Writer Rory Nugent visited Africa to study the world’s largest swamp. In December of 1985 he spotted a peculiar form moving across the lagoon. Closer inspection revealed it was in fact the legendary critter. Nugent moved his boat to get a better view and watched in fascination while taking several photographs. Before he could get closer look accompanying Congolese guides demanded him to stop at gunpoint. Back at camp they instructed him to destroy all the film which had been shot. Due to superstitious beliefs, locals felt that keeping the pictures would anger Mokele-mbembe and put them in great danger.
Doctor Roy Mackal, biochemist and evolutionist, dedicated his life to the pursuit of cryptozoology. Mackal was determined to prove the existence of supposed African dinosaurs. Interviews were conducted with tribes throughout multiple nations. These groups had no communication with each other nor the outside world. However, each person shared identical descriptions of the creature ranging from physical appearance to behavioral traits. During another excursion he presented flashcard illustrations to dozens of residents. Some were familiar, such as hippos, others like American black bears were completely foreign. They recognized domestic inhabitants but could not identify overseas varieties. Shockingly, when shown a rendering depicting a brontosaurus, they positively identified the sketch as Mokele-mbembe.
Science teacher Peter Beach was determined to uncover tangible proof of the shy vegetarian. Whilst exploring a muddy shoreline in 2006 he stumbled upon abnormally large footprints with prominent claws present. Surrounding canopies with abundant foliage had been completely stripped at heights in excess of eighteen feet. Giraffes, the only reasonable culprit, do not occupy this part of the country. Perplexed, Beach took snapshots to document his peculiar findings. Plaster castings were made from the unique impressions. Further analysis of the tracks has brought forward more questions than answers.
By 2009 researchers once again undertook the quest for Mokele-mbembe. Credible informants relay that during dry seasons the cryptid hides in natural caves. Air passages are dug along the riverside and eventually dry out becoming similar to concrete. Such structures ensure they have ample air supply to last through lengthy hibernative states. Investigative parties located several of these formations along the muddy embankment. Implementation of a fish finder provided further fascinating discoveries. Numerous serpentine figures moved below the dismal depths.
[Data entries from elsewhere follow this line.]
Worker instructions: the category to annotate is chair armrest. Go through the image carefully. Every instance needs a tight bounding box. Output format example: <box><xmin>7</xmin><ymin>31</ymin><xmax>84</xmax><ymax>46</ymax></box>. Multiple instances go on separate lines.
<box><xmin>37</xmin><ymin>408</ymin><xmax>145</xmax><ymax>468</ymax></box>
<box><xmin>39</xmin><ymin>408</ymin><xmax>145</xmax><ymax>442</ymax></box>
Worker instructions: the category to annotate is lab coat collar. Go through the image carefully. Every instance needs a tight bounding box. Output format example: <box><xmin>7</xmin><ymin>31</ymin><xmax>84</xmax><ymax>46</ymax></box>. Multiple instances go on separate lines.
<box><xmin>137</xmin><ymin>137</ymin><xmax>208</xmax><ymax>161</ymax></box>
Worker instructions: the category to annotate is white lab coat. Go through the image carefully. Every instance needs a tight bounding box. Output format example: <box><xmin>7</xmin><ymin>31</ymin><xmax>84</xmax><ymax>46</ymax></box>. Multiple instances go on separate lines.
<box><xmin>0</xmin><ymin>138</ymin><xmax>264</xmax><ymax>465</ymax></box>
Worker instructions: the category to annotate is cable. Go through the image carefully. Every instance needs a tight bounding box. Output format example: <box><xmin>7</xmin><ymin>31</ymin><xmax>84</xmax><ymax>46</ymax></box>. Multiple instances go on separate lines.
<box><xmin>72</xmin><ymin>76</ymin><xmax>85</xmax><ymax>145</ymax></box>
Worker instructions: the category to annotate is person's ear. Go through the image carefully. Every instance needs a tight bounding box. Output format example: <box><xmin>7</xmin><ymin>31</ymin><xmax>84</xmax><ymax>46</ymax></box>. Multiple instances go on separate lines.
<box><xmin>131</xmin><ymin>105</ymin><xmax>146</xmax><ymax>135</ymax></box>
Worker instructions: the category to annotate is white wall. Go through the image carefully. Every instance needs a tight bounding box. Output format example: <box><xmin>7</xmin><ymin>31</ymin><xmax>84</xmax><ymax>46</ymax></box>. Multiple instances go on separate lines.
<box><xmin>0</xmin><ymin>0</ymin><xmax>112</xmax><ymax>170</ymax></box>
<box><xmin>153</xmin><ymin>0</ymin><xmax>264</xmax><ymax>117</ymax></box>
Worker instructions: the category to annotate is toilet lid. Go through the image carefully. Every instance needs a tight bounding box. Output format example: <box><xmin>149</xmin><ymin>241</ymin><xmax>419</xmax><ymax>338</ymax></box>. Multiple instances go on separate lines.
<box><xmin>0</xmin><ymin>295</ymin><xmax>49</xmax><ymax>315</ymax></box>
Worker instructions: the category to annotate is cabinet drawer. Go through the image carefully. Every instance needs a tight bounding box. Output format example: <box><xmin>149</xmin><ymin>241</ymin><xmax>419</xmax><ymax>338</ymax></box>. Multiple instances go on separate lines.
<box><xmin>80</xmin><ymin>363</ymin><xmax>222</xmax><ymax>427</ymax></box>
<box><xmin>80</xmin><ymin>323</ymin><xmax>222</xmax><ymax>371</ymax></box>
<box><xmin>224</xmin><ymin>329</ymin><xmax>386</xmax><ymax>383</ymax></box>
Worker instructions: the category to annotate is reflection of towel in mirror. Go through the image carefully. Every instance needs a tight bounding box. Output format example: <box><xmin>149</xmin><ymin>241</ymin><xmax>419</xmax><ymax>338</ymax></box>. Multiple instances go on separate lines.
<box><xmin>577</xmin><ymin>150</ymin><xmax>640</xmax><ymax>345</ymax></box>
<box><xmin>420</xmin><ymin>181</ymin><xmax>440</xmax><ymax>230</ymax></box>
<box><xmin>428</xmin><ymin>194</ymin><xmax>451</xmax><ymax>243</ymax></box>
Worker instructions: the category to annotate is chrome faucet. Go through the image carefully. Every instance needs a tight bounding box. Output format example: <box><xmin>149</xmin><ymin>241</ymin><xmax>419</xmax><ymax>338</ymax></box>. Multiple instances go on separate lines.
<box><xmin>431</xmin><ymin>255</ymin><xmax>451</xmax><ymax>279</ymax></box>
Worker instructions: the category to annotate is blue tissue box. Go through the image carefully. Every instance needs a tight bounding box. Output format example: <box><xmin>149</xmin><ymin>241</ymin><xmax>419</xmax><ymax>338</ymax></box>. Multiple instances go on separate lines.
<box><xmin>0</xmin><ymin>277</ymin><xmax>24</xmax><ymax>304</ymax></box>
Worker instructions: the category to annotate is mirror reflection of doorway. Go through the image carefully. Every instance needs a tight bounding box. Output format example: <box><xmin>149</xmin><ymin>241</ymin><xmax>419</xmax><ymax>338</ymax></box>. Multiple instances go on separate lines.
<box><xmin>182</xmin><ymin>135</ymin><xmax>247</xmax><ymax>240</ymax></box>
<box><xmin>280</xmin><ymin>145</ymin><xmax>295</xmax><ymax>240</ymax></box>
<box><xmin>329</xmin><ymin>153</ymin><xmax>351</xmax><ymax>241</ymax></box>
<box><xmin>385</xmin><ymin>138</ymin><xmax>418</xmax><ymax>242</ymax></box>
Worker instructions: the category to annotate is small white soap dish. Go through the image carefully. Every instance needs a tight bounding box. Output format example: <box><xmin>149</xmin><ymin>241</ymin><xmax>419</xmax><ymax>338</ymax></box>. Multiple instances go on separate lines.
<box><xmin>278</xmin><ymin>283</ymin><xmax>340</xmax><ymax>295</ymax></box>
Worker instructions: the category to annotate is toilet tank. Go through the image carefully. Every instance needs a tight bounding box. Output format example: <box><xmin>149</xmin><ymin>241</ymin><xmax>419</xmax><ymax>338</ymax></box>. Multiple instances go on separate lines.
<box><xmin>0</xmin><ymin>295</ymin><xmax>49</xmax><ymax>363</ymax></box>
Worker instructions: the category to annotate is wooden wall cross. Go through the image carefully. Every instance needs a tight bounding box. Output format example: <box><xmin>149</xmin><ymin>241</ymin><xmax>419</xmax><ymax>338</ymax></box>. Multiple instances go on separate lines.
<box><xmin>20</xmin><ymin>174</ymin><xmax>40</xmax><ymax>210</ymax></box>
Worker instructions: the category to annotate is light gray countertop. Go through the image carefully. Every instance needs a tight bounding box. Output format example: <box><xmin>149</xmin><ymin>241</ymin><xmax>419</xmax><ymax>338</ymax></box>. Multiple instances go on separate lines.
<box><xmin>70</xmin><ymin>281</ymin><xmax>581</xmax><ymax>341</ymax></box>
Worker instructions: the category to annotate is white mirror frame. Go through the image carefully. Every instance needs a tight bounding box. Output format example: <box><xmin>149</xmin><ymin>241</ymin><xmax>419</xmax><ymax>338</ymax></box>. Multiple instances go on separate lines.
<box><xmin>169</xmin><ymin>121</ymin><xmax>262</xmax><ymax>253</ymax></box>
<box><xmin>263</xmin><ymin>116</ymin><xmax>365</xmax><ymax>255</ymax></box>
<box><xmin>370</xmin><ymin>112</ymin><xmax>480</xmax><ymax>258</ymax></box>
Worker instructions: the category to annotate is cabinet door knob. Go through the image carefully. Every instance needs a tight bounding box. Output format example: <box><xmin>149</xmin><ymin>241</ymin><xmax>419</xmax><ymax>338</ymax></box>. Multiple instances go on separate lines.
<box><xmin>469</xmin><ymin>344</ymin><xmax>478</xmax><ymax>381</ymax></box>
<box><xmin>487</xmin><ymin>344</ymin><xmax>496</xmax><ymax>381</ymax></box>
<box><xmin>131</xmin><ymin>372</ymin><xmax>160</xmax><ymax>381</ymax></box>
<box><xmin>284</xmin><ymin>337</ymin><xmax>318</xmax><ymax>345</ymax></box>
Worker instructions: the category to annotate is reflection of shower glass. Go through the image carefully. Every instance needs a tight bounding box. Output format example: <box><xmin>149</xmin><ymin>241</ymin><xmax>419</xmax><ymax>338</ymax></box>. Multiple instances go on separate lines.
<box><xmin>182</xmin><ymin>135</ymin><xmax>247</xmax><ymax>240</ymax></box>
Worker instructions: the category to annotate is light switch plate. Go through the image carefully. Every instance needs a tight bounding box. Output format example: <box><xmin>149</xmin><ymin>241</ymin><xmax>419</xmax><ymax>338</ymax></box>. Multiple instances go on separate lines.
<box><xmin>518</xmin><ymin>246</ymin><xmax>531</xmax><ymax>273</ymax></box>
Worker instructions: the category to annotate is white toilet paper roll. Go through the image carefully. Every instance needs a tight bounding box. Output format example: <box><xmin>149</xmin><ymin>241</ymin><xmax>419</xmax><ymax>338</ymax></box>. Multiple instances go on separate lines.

Experts were extremely baffled by the specimens’ astonishing size. Unfortunately, severe thunderstorms forced the team to abruptly abort their mission before definitive data could be obtained.
Much of the Congo remains unseen by human eyes. Earth’s final frontier is filled with dangerous predators, deadly insects, armed militias and extreme weather. Such factors cause much hindrance on further exploration of this rugged terrain. It was not until 1998 that the four-thousand pound Javan rhino was recognized. Only five years ago, in 2013, a quarter-ton pygmy tapir was positively identified. It’s entirely plausible that an unknown species is avoiding detection within the depths of Africa. However, until hard evidence surfaces we can only theorize and evaluate spectators’ testimonies. For now Mokele-mbembe will remain one of the world’s greatest mysteries.